The second customer who helped lead me down the leafy green path to veganism was Mike. He was a regular who had a penchant for massive quantities of Field Roast sausages and Beanito chips. Helplessly curious, I asked him one day if he had a large family. He laughed genially and told me about the nonprofit he worked for called the Gentle Barn, and he and the volunteers were vegans. He explained that one of the Gentle Barn’s main missions was to help educate others in the community by giving tours of the sanctuary.

Yet, what intrigued me most was the man himself. Many vegans I had encountered were on the slimmer side, with messy hair and an unkempt way about them. Mike was the complete opposite, both in height and physique. He had the weather worn face of a farmer, deep laugh lines, and the build of a lineman. We had several more conversations after this encounter, and I began to recognize his face rather than his work clothes. Mike was the first vegan I met who did not strike me as a cause-driven person. He was obviously well-fed, hard working, and did not outwardly judge me for eating meat. Instead, he invited my husband and I to his sanctuary.

Conversion

A few months later, my husband and I visited the Gentle Barn on our way to a romantic weekend in Gatlinburg, TN. In the weeks leading up to our visit, I had been able to eat vegan for almost a week. Proud and excited, we pulled up to the barn one chilly Saturday morning in February. The barn and surrounding pastures looked and smelled just like my hometown and were brimming with a small crowd buzzing with excitement. The tour began with an explanation of how and why the Gentle Barn got started in Tennessee. A video about their local mascot, the cow Dudley, followed. The powerful narration elicited tears of compassion from the audience, and the story developed from one of a simple rescue to the building of a larger facility in western Knox County. As the group collectively dried our eyes, the videos ended and we all stood to walk outside and meet Dudley’s gang.

That visit to the Gentle Barn is etched forever in my mind because it was my turning point. Every moment before that was an evolution leading to a larger lifestyle change, but this event was lighting. There is something remarkable about petting a giant pasture-dog as it closes its eyes lazily and leans into you, and there was something earth shattering about having a five hundred pound pig waddle up to me and flop over on his back, waiting for belly rubs. As a paradigm shift occurred in my heart, I scratched Horton the pig’s soft belly and wondered how dreadful it would be to have to work at a slaughter house. Did all pigs act this way?

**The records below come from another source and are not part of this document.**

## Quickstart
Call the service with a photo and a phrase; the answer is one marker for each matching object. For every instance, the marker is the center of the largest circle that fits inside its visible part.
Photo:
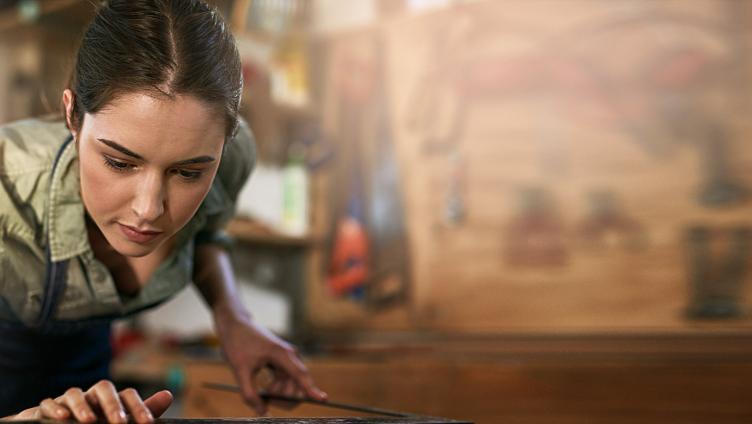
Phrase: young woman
(118, 207)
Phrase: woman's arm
(249, 347)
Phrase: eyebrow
(127, 152)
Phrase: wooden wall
(598, 151)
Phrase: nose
(149, 198)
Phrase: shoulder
(30, 145)
(238, 160)
(27, 155)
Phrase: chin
(131, 249)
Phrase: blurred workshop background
(520, 211)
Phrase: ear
(68, 99)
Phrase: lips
(137, 236)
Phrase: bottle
(295, 194)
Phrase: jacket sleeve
(238, 161)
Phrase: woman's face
(146, 164)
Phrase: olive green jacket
(42, 210)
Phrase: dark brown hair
(166, 47)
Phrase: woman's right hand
(100, 402)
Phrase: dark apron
(44, 360)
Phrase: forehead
(159, 126)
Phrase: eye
(116, 164)
(188, 175)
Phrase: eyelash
(117, 166)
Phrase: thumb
(295, 369)
(159, 402)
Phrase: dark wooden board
(267, 420)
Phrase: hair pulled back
(165, 47)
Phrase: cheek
(184, 200)
(100, 191)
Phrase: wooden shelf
(10, 19)
(252, 232)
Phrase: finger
(26, 414)
(135, 406)
(250, 395)
(295, 369)
(276, 387)
(48, 408)
(159, 402)
(105, 394)
(290, 388)
(75, 401)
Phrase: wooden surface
(524, 379)
(534, 129)
(342, 420)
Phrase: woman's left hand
(249, 347)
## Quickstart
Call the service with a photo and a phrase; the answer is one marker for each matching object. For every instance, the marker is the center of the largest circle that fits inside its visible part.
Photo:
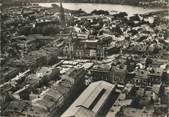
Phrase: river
(88, 7)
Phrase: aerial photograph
(84, 58)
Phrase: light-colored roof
(87, 98)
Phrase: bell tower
(62, 15)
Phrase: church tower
(62, 14)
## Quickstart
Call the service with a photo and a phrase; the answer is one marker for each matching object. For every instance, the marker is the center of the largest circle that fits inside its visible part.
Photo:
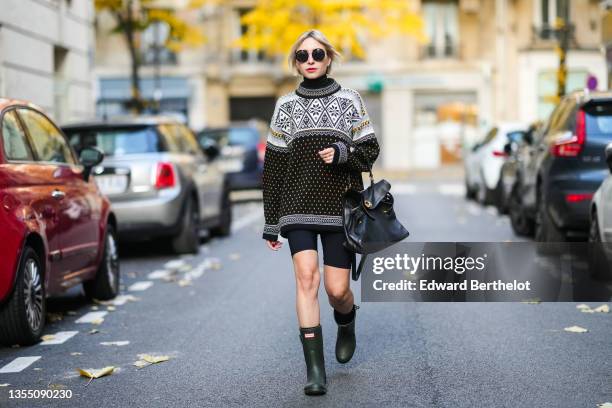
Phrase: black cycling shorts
(334, 253)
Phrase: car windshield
(232, 136)
(599, 119)
(116, 141)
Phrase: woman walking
(319, 142)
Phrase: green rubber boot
(346, 342)
(312, 343)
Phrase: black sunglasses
(318, 54)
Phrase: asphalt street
(226, 320)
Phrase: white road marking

After we left the Gentle Barn for our mini vacation, I vowed in my heart to never again eat animal byproducts. I knew I would hate myself. I felt compelled to be strong for them. I have to be strong for the beings without voices. People need to know that pigs and cows are like giant dogs, and I needed to know that I could live a life minimizing any harm, whether to other humans or to the animals that pass through my life. On that cold February morning, Mike and his volunteers showed me that I could be vegan and look well-fed. I could subsist on plants alone and lead a normal life. Effecting change did not require me standing on a street corner and screaming “Meat is murder!” at passers-by. As Mike illustrated, living by example was the simplest and most effective way for me to demonstrate the normalcy of veganism.